"Sayang aku datang lagi"
"Kenapa rumput ditempatmu sangat cepat tumbuhnya?" Tanya Yeri sambil mencabut rumput yang mulai panjang.
Mata Yeri memanas mengingat kembali kenangannya bersama suaminya itu dulu saat masih hidup. "Aku merindukanmu" Bisik Yeri.
"Kau tau? Aku akan segera menikah. Aku berharap dia bisa sepertimu Jungkook." Yeri menghapus air matanya yang lancang jatuh mengalir dipipinya. Ia tidak ingin menangis didepan makam Jungkook. Ia tidak mau terlihat lemah disana karena ia yakin Jungkook akan merasa sedih jika ia masih menangisinya.
"Kak?" Yeri menoleh ke adik laki-lakinya Haechan. "Mau ke makam kak Jihoon juga?"
Yeri mengangguk mengiyakan ajakan Haechan. "Aku pergi. Semoga kamu bahagia disana"
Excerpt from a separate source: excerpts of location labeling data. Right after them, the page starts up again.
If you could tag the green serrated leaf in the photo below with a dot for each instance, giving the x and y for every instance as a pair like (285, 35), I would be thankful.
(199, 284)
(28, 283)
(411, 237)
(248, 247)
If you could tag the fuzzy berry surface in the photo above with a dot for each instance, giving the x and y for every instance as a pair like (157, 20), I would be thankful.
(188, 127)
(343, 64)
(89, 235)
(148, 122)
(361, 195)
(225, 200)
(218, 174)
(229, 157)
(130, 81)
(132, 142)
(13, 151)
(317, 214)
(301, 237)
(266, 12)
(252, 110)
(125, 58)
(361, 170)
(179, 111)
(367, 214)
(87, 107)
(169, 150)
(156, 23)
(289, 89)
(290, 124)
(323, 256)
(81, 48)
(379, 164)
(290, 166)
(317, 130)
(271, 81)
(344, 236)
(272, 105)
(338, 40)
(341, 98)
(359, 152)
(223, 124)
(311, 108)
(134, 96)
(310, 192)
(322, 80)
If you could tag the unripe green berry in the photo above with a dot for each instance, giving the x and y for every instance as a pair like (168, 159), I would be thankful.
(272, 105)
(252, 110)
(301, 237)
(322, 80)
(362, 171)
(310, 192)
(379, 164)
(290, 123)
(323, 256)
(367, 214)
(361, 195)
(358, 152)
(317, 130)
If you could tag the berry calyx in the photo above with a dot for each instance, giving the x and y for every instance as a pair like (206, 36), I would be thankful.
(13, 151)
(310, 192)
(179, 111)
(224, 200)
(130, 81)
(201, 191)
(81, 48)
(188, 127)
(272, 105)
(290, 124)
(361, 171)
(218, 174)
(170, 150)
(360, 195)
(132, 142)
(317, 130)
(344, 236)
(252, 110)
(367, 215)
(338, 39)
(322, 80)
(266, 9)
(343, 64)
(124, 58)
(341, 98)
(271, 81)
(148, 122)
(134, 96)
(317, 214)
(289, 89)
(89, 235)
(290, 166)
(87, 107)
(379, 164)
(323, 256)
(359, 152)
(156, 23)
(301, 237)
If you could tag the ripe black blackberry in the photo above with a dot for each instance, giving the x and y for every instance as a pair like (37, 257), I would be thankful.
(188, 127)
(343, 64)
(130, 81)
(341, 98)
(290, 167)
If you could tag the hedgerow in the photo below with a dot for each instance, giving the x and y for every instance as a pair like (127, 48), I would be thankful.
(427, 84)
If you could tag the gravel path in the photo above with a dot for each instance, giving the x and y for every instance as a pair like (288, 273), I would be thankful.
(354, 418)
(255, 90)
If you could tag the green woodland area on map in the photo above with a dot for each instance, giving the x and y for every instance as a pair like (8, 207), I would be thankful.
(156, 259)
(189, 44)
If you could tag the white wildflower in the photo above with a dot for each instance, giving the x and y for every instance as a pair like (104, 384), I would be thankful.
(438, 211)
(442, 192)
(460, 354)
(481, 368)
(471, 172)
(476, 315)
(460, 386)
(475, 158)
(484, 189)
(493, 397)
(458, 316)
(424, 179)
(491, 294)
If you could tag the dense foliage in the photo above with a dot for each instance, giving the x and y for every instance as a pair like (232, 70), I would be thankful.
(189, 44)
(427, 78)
Ia bangkit, berjalan beberapa langkah kemudian ia berjongkok kembali disamping makam yang sudah tertutupi daun yang terawat.
"Jihoon"
"Apa kau bahagia disana?" Lagi-lagi matanya memanas mengingat kembali kenangannya bersama mantan calon tunangannya itu. Seharusnya mereka sudah menikah dua tahun lalu. Namun naas tepat saat hari pernikahan mereka, Jihoon terlibat kecelakaan beruntun yang membuatnya kehilangan nyawa.
"Apa kau sudah bertemu dengan Jungkook disana? Bertemanlah dengannya." Yeri merasakan tepukan dilengannya. Haechan merangkulnya. "Dia pasti senang melihat kak Yeri sekarang bahagia."
"Lindungi kak Yeri dari atas sana ya kak." Yeri ikut tersenyum mendengar perkataan Haechan.
"Dan kakak gak perlu khawatir, calon suaminya kak Yeri mukaknya sekarang sangar pasti dia bisa lindungin kak Yeri disini" Perkataan Haechan membuat kakak perempuannya itu terkekeh.
Ponselnya bergetar. Yeri segera mengeceknya dan ternyata ada panggilan masuk.
"Hallo?"
"kamu dimana?" Yeri tersenyum sambil menatap makam Jihoon.
"Aku dimakam Jungkook dan Jihoon"
"Tunggu disana aku akan menyusulmu" Setelah itu panggilan tersebut terputus.
"Jihoon, calon suamiku akan kesini. Kau masih ingatkan? Dia pernah kesini mengunjungimu dan juga Jungkook. Dia melamarku dan kami akan menikah bulan depan. Aku berharap dia yang terakhir."
Terpaan angin yang keras membuat rambut Yeri berterbangan, ia menutupi matanya karena ia merasakan angin itu membawa tanah yang bisa saja masuk ke matanya.
"Anginnya kenceng banget kak!" Haechan ikut menutupi wajahnya dengan tangannya.
Angin tersebut berhenti tepat dengan ponsel Yeri yang kembali bergetar. Calon suaminya kembali menelfon.
Dengan senyumnya yang merekah, Yeri menerima panggilan itu. "Apa kau sudah disi—
"Dengan nyonya Yeri?"
Yeri mengerjit. Ia kembali melihat layar ponselnya memastikan bahwa itu memang nomor calon suaminya dan ternyata memang benar. "Iya benar. Ini siapa?"
"Saya dari rumah sakit ××× menginformasikan bahwa tuan Hangyul menjadi korban kecelakaan dan sekarang keadaannya sedang kritis."
"A-apa?"
Kaki Yeri mendadak lemas ia hampir terjatuh kalau tidak ada Haechan yang menahannya. "Hangyul ko-koma?"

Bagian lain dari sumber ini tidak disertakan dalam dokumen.